Fator Messi e escola botam argentino no Barça. Um novo Luxa? Não creio...

Julio Gomes

22/07/2013 17h30

O argentino Gerardo Martino será o próximo técnico do Barcelona. Ainda não foram anunciados os detalhes, mas pelo jeito será um contrato de três anos. Para quem estava por fora, Tito Vilanova teve uma recaída do câncer que o atingiu, fará nova cirurgia, novo tratamento e ficou impossibilitado de seguir no cargo. O Barça agiu rapidamente, dado que a temporada já está começando, e foi buscar o "Tata" Martino na Argentina.

Vamos por partes.

No post que escrevi sexta-feira, não citei o nome de Tata Martino como candidato por uma razão muito simples. É um treinador desconhecido na Europa, muitos jogadores não sabem nem quem ele é (deveriam). Em vestiários de clubes muito gigantes e multinacionais, às vezes a hierarquia é mais considerada do que propriamente o conhecimento do treinador.

Achava, por essa razão, que o Barcelona iria buscar uma solução interna ou de mais peso. Ou seja, algum treinador "cria" do próprio clube, como Luis Enrique (que está no Celta, mas sairia rapidinho). Ou então De Boer (no Ajax) ou Laudrup (Swansea), dois ex-jogadores do Barça e que fazem ótimos trabalhos inspirados no estilo de jogo holando-catalão (termo de autoria própria). Ou um Guus Hiddink da vida.

Mas eu deixei passar uma coisa importante. O fator Messi.

Messi é de Rosário, é hincha do Newell's Old Boys. Quando o garotinho de 8 anos de idade entrava na escolinha do clube, "el Tata" Martino, um meia clássico e habilidoso, deixava o clube depois de década e meia de serviços prestados, é o jogador que mais vezes vestiu a camisa do clube. No início dos anos 90, os olhinhos infantis de Leo viam o Newell's viver seus anos mais gloriosos, com Marcelo Bielsa no banco, Tata Martino no campo.

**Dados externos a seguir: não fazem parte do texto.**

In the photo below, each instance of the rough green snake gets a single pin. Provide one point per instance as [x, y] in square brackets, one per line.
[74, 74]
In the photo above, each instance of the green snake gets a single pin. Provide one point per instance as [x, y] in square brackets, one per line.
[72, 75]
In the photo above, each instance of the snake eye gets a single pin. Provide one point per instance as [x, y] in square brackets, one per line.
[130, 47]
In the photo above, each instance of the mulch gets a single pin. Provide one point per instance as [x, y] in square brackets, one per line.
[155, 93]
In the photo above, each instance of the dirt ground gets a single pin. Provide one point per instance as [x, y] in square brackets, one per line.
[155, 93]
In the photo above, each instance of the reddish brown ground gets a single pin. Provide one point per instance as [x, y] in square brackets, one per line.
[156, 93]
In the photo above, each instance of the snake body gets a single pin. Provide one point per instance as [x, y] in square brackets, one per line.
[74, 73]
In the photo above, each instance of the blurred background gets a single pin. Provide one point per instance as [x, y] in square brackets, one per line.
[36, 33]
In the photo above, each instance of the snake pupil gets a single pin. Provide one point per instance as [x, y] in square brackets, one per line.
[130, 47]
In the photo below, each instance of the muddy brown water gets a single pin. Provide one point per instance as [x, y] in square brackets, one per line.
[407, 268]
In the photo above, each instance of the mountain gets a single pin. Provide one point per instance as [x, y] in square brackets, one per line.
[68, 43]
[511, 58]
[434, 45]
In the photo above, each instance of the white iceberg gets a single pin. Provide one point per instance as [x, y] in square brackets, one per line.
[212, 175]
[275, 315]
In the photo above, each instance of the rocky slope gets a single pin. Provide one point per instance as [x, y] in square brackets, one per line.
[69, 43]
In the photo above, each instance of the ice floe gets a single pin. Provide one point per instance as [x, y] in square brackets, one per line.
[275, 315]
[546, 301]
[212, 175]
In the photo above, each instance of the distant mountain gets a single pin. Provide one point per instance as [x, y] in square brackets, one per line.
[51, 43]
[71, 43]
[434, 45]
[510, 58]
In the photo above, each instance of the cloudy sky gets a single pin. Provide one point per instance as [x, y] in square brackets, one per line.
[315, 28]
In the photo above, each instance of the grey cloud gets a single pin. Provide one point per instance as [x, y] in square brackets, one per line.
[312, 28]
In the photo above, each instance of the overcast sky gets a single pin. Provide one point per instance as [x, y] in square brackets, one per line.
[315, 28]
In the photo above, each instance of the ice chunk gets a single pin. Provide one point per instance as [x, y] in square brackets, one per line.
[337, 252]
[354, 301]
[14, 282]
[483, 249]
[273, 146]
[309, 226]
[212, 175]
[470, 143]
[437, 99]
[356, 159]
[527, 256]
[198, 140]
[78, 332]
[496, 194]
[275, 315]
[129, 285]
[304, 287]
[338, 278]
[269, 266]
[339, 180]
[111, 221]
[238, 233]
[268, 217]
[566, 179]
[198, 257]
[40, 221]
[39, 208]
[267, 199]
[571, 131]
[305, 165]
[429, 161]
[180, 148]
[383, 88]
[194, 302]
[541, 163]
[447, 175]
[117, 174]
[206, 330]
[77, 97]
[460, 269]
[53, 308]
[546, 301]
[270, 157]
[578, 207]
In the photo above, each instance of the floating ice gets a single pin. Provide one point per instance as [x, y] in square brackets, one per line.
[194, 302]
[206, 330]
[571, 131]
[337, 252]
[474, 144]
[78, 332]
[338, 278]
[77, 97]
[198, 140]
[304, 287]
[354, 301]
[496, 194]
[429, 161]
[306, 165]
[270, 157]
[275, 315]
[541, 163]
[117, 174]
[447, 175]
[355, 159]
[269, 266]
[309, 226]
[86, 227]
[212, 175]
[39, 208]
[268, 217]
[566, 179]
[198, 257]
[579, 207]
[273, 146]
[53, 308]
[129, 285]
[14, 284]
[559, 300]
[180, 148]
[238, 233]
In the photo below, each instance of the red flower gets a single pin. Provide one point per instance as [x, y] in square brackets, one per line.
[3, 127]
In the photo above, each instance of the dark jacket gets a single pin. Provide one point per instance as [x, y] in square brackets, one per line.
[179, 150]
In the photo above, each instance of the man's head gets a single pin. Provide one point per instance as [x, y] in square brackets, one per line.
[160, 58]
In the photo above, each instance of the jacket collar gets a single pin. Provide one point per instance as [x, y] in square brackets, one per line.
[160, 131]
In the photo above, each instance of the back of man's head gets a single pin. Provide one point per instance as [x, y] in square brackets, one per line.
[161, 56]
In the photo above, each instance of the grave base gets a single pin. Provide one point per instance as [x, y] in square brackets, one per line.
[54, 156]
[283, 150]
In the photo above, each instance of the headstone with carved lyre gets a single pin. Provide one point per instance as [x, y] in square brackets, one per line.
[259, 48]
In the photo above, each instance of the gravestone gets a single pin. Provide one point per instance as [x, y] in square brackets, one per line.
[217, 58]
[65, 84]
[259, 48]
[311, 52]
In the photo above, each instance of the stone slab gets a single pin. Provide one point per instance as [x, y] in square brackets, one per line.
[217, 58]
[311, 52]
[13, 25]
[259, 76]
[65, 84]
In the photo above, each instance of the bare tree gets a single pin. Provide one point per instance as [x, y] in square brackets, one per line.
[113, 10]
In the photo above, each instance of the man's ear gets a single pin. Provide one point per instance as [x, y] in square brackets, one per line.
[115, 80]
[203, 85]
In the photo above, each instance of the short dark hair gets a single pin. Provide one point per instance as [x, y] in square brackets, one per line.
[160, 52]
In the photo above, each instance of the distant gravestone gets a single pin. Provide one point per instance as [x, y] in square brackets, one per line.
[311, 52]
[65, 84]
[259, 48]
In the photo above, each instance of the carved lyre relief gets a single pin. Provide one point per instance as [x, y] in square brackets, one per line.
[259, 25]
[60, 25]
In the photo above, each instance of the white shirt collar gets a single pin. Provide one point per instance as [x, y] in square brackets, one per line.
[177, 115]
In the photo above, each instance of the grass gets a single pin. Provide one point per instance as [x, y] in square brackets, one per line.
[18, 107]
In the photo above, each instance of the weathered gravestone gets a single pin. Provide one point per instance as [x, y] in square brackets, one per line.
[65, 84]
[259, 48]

Não sei qual o tamanho da influência de Messi na decisão do Barcelona, mas, no mínimo no mínimo, é um agrado. Os "chefes" do vestiário do Barcelona, Xavi e Puyol, conhecem bem Tata Martino. Em 2010, o Paraguai ficou muito, muito perto de eliminar a Espanha nas quartas de final da Copa. Desafiando o tiki-taka com um futebol agressivo, parecido com o que o Brasil de Felipão fez no mês passado – mas sem o mesmo talento à frente.

Se Martino é ídolo de Messi e conhecido de Xavi… está resolvido.

A chegada de Martino ao Barcelona me lembra a de Vanderlei Luxemburgo ao Real Madrid, mas tem algumas diferenças fundamentais.

Em dezembro de 2004, quando o Real Madrid decidiu buscar Luxemburgo, não havia um técnico de peso solto no mercado europeu, e o clube resolveu apostar em quem ganhava muito no Brasil, com experiência de seleção brasileira nas costas (pressão parecida com a do cargo no Madrid) e com ascendência sobre jogadores de peso do vestiário – Ronaldo, Roberto Carlos, etc. É um cenário parecido com o de agora: o Barça não vê técnicos de peso soltos, busca um treinador de sucesso na América do Sul e com ascendência sobre o maior astro.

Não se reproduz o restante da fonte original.